Türkiye'nin tamamını kapsayacak şekilde, sosyal, siyasal, kültürel, ekolojik, ekonomik ve coğrafi nitelikler göz önüne alınarak, bölgelerin ve bölge meclislerinin oluşturulması bugünün ihtiyacıdır. Bölge meclisleri Türkiye'nin geneli için bir demokratik ve yerinden yönetim mekanizmasıdır. Bölge meclisleri, aynı zamanda günümüz dünyasında, yerinden ve demokratik yönetim ölçeğinin kültürel, ekolojik, ekonomik ve toplumsal yapılara uygun bir düzenleme çalışması ve yerleşim kademelenmesindeki ölçeğin yarattığı bir ihtiyaçtır.

Bölgelerin bu kapsamda yerel ve demokratik yapılara sahip olması, eşitliğin, barışın ve özgürlüğün ülke düzeyinde güç kazanmasına, halklar arasındaki güvenin ve dayanışmanın artmasına da hizmet eder.

Partimiz, yerel halkın söz, yetki ve karar mekanizmalarında olduğu ve denetlediği kamu hizmeti anlayışını savunur. Kamusal hakların toplumsal haklar olduğu gerçeğinden hareketle, yerel yönetimleri ticari hizmet üreten birimler olarak görmez. Yerel yönetimleri, üretirken de tüketirken de ortaklaşmayı amaçlayan bir anlayışla yeniden var etmeyi hedefler.
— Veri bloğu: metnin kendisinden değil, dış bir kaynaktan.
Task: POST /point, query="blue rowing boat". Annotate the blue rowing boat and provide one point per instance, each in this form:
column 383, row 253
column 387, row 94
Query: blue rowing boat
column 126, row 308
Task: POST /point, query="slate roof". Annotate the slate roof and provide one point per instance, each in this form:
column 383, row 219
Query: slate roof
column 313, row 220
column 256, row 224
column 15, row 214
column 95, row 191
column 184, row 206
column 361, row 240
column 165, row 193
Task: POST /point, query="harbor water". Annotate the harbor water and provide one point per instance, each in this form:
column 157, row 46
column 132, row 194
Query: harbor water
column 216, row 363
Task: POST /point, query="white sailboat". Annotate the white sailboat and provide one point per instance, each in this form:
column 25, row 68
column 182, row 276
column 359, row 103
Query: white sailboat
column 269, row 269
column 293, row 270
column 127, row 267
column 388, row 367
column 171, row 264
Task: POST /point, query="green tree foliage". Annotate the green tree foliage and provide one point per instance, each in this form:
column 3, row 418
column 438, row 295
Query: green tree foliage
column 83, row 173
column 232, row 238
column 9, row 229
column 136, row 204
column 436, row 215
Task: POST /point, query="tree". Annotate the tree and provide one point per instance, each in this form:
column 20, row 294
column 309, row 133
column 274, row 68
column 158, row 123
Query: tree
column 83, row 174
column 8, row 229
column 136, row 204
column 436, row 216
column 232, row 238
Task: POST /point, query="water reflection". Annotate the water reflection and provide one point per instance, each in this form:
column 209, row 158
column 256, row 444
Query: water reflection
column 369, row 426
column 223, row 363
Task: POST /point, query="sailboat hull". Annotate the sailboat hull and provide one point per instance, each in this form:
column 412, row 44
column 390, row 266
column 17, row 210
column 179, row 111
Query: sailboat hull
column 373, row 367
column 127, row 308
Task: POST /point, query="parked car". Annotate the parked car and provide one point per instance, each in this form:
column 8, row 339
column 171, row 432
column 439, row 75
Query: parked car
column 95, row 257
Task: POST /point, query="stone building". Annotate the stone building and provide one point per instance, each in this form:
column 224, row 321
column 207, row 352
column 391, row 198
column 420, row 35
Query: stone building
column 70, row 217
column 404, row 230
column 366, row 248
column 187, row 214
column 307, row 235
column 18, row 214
Kadınların eşit katılımını güvence altına alan, kadınların özgün ihtiyaçlarına uygun, tüm yerel kamu hizmetlerinin kadınların ihtiyaçlarını önceleyerek planlanması ve kadınlara pozitif ayrımcılık ilkesiyle hayat bulan yeni bir demokratik yerel yönetim anlayışını hayata geçirmek mümkündür.

Demokratik yerel yönetimlerde kadınlar, yereldeki kadınların katılımıyla oluşan kadın meclisleri aracılığıyla, yerel yönetimlere doğrudan katılır. Bu modelde kadın meclislerinin, kentsel hizmetlerin önceliklerinin cinsiyet eşitlikçi temelde örgütlenmesi, kadınlara ilişkin taleplerin karşılanması yönünde alacağı kararlar, belediye, il genel meclisi gibi tüm yerel yönetim organları tarafından uygulanır. Kadın Meclisleri, kararların uygulanma süreçlerini denetler.

Partimiz, yerinde ve yerelde yönetimi kapsayan, demokratik ve özerk yerel yönetimlerin hem Kürt halkının taleplerinin yerine getirilmesinde hem de Türkiye'nin demokratikleşmesinde, toplumsal barışın gerçekleşmesinde, halkların özgür ve gönüllü birliğinde önemli bir rol oynayacağını savunur.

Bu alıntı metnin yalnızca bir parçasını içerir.